Originally Posted by
REF 5
Actually the last few episodes of AC have been great. I don't agree on how they deal with labor but they are mangement. The Richard Anderson episode was a great insight about how Delta became the #1 airline in the business. It started with him once they merged with NW. Very interesting how he stated its about the operational side of the airline first, then marketing can play their games. Mx and operational reliability are the core of any airline. EB as CEO of Delta would not have it as good without the frame work of RA set in place at Delta. For those us on the op side of things, it's a great listen. Most CEO's have a finance/lawyer background but the better ones(RA and Gordon Bethune) that have heavy op side background seem to figure it out.
Since SWA fired the last head of commercial side of the business, AW has been doing duel jobs it seems as COO and CCO. Most of these displacements are coming to his people. Granted, they need to be done as far as the network(not displacements) is concerned but make no bones about it, AW is behind a lot of the network shake up. In the end BJ is ultimately responsible but AW is the nuts a bolts of it. He is a lot better speaker than he was a couple of years ago. He is definitely a wonky guy.
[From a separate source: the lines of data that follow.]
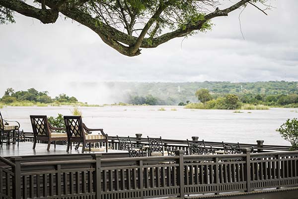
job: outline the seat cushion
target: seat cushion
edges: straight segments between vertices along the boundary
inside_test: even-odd
[[[17,129],[18,126],[15,125],[4,125],[4,130],[16,130]]]
[[[86,140],[101,140],[105,139],[105,137],[102,135],[91,134],[85,135],[85,139]]]
[[[59,137],[67,137],[67,134],[66,133],[51,133],[51,137],[52,138],[58,138]]]
[[[165,151],[163,152],[163,155],[164,156],[168,156],[168,154],[167,151]],[[151,156],[162,156],[162,154],[160,152],[151,152]]]

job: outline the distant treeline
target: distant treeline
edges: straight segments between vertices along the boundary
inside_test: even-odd
[[[271,106],[288,106],[298,103],[296,82],[270,81],[254,83],[227,82],[106,83],[111,88],[120,88],[129,96],[125,102],[135,104],[181,105],[199,100],[195,93],[207,89],[213,99],[234,94],[244,103]],[[126,92],[126,93],[125,93]],[[127,100],[128,99],[128,100]]]
[[[15,91],[12,88],[7,89],[4,96],[0,99],[0,103],[10,105],[31,105],[51,103],[68,104],[78,102],[74,97],[69,97],[65,94],[52,99],[47,91],[39,92],[34,88],[27,91]]]

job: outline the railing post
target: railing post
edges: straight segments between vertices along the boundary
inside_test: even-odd
[[[136,133],[136,139],[137,139],[137,147],[140,147],[141,140],[142,139],[142,133]]]
[[[179,160],[178,164],[179,164],[179,172],[177,172],[178,182],[180,186],[180,195],[179,197],[184,198],[184,161],[183,155],[184,155],[184,151],[183,150],[177,150],[175,151],[175,155],[179,156]],[[173,179],[174,180],[174,179]]]
[[[263,143],[264,140],[257,140],[257,143],[258,144],[258,153],[261,153],[263,152]]]
[[[92,157],[95,160],[95,170],[93,173],[93,190],[95,192],[95,199],[100,199],[101,198],[101,159],[102,154],[100,153],[95,153],[92,154]]]
[[[245,148],[242,149],[242,151],[243,154],[246,154],[246,165],[245,167],[246,169],[246,172],[244,174],[245,177],[246,177],[246,192],[250,192],[251,191],[251,188],[250,185],[250,151],[251,149]]]
[[[13,157],[10,160],[15,166],[13,168],[12,171],[14,176],[12,178],[12,197],[14,199],[21,198],[21,161],[22,158],[20,157]],[[2,180],[2,179],[1,179]],[[6,180],[8,180],[7,179]],[[6,189],[7,188],[6,187]],[[8,190],[9,191],[9,190]]]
As the podcast pointed out, BJ's contract is up in FEB and EM's silence agreement also ends on FEB. We may wake one morning and a whole regime change may take place at SWA. 2026 should be interesting.
That episode was pretty much the only one worth listening to. I agree he is remarkable among airline CEOs and he definitely defined the way the entire business has changed.
I can only take so much DUI Doug as cohost. The episodes with Muņoz are generally informative and a lot more coherent. I enjoy the show, but they are leaning a lot on the rotating cohosts lately, which is good and bad.